The Argument
by Peter Charles
‘You should be careful what you say,’ my wife told me often. ‘You’ll push things too far.’
I ignored her, as I ignored her in so many matters.
But she was right.
I woke up this morning to find the world mostly gone.
I looked out not at the roof of our car-port but at bright greyness like a fog on a summer’s day, except this fog had no grainy vapour or billowy depth. It was slab-like. And the silence — if I may use a common expression — was deafening: I felt as though my head were in a vacuum.
I shouted to my wife who lay asleep in our bed, but I heard no sound. Nor did I feel vibration in my throat. I tried to scream. Nothing. I noticed that the dent in the bed ordinarily left by my body was not there, and that The Mechanical Engineer’s Almanac with which I’d been passing the November evenings no longer sat on the bedside table. I frowned. I looked down and noticed with surprise that I had no legs. No torso either. I slewed my vision sharply to see if I might catch a blurred sight of my nose. Nothing.
My corporeal self, it seemed, was absent.
At the moment of this revelation my wife made a great sigh and turned over and allowed her hands to reach into my half of the bed, and when she pulled her empty embrace back onto herself tears appeared at the corners of her eyes. I began to cry too.
I crossed the room and sat on the bed and rested a hand on my wife’s shoulder (please understand that though I felt I was doing these things, my actions had no impact). Her sleeping face displayed a grimace of unhappiness: her nostrils flared, her mouth fitfully inhaling. She said ‘Why did you say that? You ought to know better. I’ve told you,’ and similar phrases, mixed up and broken. I tried to think what she meant. The last time we’d spoken we’d argued, but what was it I’d said?
I noticed that certain parts of the room had become indistinct, and that the rich pink of our bedroom carpet appeared to be turning to pastel. Feeling a certain urgency in the situation, I pulled at my wife’s shoulder. ‘What is it?’ I said. But my hand swept through her body.
On the floor where my feet should have been lay her favourite book: Life, Death and the Places In Between. ‘You’ll tempt Fate,’ she would say when I disparaged her interest in such matters. ‘Fate?’ I would say, ‘What’s fate got to do with anything?’ and she would look frightened. ‘Please stop,’ she’d say. ‘All the little things you say, all the tiny blasphemies, they add up, you know. They do. They’re being counted. You only get so many chances.’

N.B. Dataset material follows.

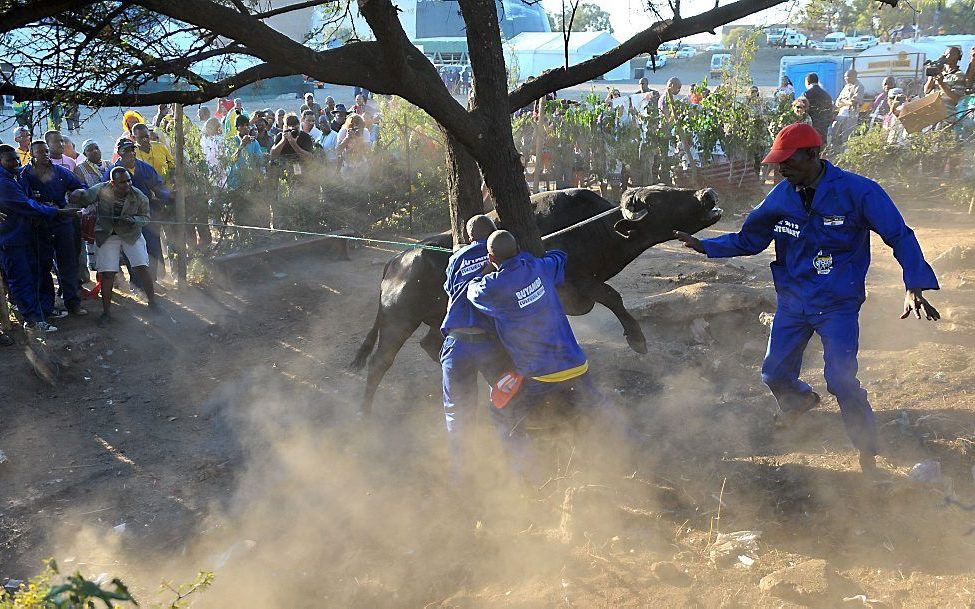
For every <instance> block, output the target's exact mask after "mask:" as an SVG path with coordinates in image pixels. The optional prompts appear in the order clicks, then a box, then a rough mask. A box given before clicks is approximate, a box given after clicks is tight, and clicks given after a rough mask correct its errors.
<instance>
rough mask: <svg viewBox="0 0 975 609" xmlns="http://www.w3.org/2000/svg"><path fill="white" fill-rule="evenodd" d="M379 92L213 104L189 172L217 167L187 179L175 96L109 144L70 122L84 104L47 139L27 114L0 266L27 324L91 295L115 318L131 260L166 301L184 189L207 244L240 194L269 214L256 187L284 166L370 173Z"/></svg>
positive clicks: (131, 272) (188, 162) (202, 128)
mask: <svg viewBox="0 0 975 609" xmlns="http://www.w3.org/2000/svg"><path fill="white" fill-rule="evenodd" d="M368 96H369V94H368V92H365V91H363V92H362V93H360V94H358V95H356V97H355V100H354V104H352V105H351V108H349V107H347V106H346V105H345V104H342V103H336V102H335V100H334V99H332V97H326V98H325V99H324V100H323V101H322V103H318V102H316V100H315V98H314V95H313V94H312V93H307V94H305V95H304V98H303V104H302V105H301V106H300V107H299V108H297V109H296V110H295V111H291V112H289V111H287V110H286V109H284V108H279V109H277V110H276V111H272V110H271V109H270V108H268V109H259V110H254V111H250V112H249V111H248V110H247V109H246V108H245V107H244V103H243V100H241V99H239V98H237V99H232V100H231V99H226V98H221V99H219V100H218V101H217V103H216V106H215V107H214V108H212V109H211V108H210V107H208V106H201V107H200V108H199V111H198V113H197V117H196V119H197V120H196V121H193V120H191V119H190V118H188V117H184V134H185V137H186V144H185V148H184V157H185V158H186V159H187V161H188V163H187V165H188V172H189V173H192V172H193V170H194V169H195V170H197V171H202V172H203V174H204V175H202V176H197V177H198V178H200V179H197V180H195V182H194V181H192V180H190V179H188V178H187V179H186V182H185V183H183V184H177V183H176V181H175V168H176V160H175V158H174V154H173V150H172V145H171V144H172V143H171V136H172V134H173V125H174V117H173V114H172V109H171V108H170V107H169V106H168V105H160V106H159V107H158V109H157V112H156V114H155V116H154V117H153V118H152V120H146V119H145V118H144V117H143V116H142V115H141V114H140V113H139V112H137V111H135V110H129V111H127V112H125V113H124V114H123V116H122V132H121V134H120V135H119V137H118V138H117V139H116V140H115V141H114V142H112V144H111V145H110V146H109V147H108V149H107V150H108V154H103V152H102V147H101V145H100V144H99V142H97V141H95V140H94V139H86V140H84V141H83V142H82V143H81V145H80V146H79V147H77V148H76V147H75V145H74V143H73V142H72V141H71V139H70V138H69V137H68V136H66V135H65V131H67V132H70V133H80V128H81V126H80V124H79V117H78V114H77V107H67V108H63V107H61V106H54V107H52V112H51V113H50V115H49V117H48V127H50V129H48V130H47V131H46V132H45V133H43V135H42V137H41V138H38V139H35V138H34V136H33V134H32V132H31V129H30V127H29V125H23V124H18V126H17V127H15V128H14V130H13V134H12V135H13V141H14V144H13V145H2V146H0V162H2V169H0V271H2V275H3V278H4V280H5V284H6V286H7V291H8V297H9V300H10V301H11V304H12V305H13V307H14V308H15V310H16V311H17V312H18V314H19V315H20V317H21V318H22V319H23V320H24V325H25V327H26V329H27V330H28V332H29V333H32V334H36V335H43V334H45V333H49V332H55V331H57V327H56V326H55V325H54V323H53V322H56V320H58V319H61V318H63V317H66V316H68V315H78V316H83V315H86V314H87V313H88V311H87V310H86V309H85V307H84V306H83V304H82V303H83V300H84V297H85V296H89V297H92V298H95V297H99V296H100V297H101V299H102V315H101V317H100V318H99V321H100V322H101V323H109V322H110V321H111V314H110V310H111V296H112V289H113V285H114V277H115V274H116V273H117V272H119V271H120V267H123V266H124V267H127V268H128V270H129V282H130V285H131V286H132V289H133V291H135V292H142V293H143V294H144V295H145V299H146V302H147V304H148V305H149V308H150V310H155V309H156V299H155V294H156V293H157V292H159V290H158V286H157V284H156V282H157V281H158V280H159V278H161V277H164V276H165V275H166V273H167V268H166V265H167V263H166V258H167V257H166V256H165V254H164V250H163V239H164V238H165V237H166V227H167V221H171V220H173V219H174V216H173V211H172V209H173V203H174V195H175V192H177V189H181V190H182V191H183V193H184V194H185V195H186V201H187V219H188V220H189V221H190V223H191V227H190V228H191V229H192V230H190V231H189V232H190V235H189V240H190V244H191V246H192V245H196V246H203V245H207V244H209V243H210V242H211V239H212V238H213V231H212V230H211V228H210V225H211V224H212V223H214V222H215V221H216V220H218V219H219V218H220V217H221V216H220V213H219V210H220V209H221V201H224V202H225V201H230V200H235V199H238V200H240V201H241V203H240V204H239V205H238V206H237V209H235V213H234V215H233V219H234V220H235V221H237V222H239V223H241V224H247V223H254V224H260V223H262V222H263V223H266V222H267V218H265V217H263V216H262V213H261V210H260V207H261V202H260V200H259V199H260V196H257V197H255V196H254V195H255V192H256V193H258V195H260V193H262V192H266V189H267V184H268V182H270V181H272V180H273V179H285V180H289V181H290V182H291V183H292V185H300V183H301V182H302V177H301V176H302V175H303V174H306V173H308V172H321V171H328V172H333V173H335V174H336V175H339V176H342V177H343V179H346V180H355V179H357V178H361V177H363V176H365V175H366V174H367V172H368V167H369V159H370V151H371V147H372V145H373V143H374V142H375V140H376V137H377V135H378V129H379V121H378V110H377V108H376V107H375V106H373V105H372V104H371V103H370V100H369V98H368ZM62 127H63V128H64V131H62V129H61V128H62ZM194 150H195V151H198V155H199V157H200V159H201V162H200V163H199V164H198V165H199V166H197V167H194V165H193V163H192V158H191V157H192V156H193V154H192V151H194ZM201 184H204V185H206V186H205V187H202V188H201ZM235 195H238V196H235ZM264 206H265V207H266V202H265V203H264ZM265 225H266V224H265ZM170 271H171V269H170ZM92 272H95V273H96V275H95V277H92V275H91V273H92ZM55 279H56V283H55ZM86 286H88V287H86Z"/></svg>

I would laugh, and when I felt in a contrary mood or if I’d had a beer (as I’d had last night) I’d say ‘Come on then, Fate, you can take me now. Bring it on!’ And my wife would gasp and hold my hand and weep.
‘It’s a matter of belief,’ I’d said (the conversation was coming back to me). ‘That’s all. If you believe in something hard enough, it’ll be true. But that’s not the same as real truth.’
‘It is the real truth,’ my wife had quietly said.
‘No it bloody isn’t!’ I’d shouted.
Yes, I shouted.
I had — some weeks earlier — promised my wife not to shout any more, and if I were being frank I’d say that I found that very difficult. I had tried instead to deal with her superstitions by using affectionate mockery, and I can only say that something outside myself seemed to press me on last night, as though I were being goaded. It makes no sense, but there you have it. I shouted.
I must point out that the flat, bright greyness which I observed outside has absorbed much of our bedroom now, and that because this room is my only connection to life, I’m feeling rather anxious.
Furthermore, much of my wife’s body has become blurred and I no longer seem able to make out her face. I have the strange notion that she’s trying to elude me. And I feel like crying. Because I don’t think I’m ever going to see her again.
So I’d shouted, that’s what I’d done. I’d shouted ‘No it bloody isn’t!’ and then I’d said, ‘Otherwise where’s the bloody logic?’ And then I’d said the thing. I remember feeling driven to it, egged on, because I knew it would upset her. In fact, it felt as though it was pulled from me, thrust out, ejected, grabbed, wrenched, pushed, all of those things, all at once. And the words, when they came, came out as loud and clear and as certain as ever I’ve managed to make myself sound.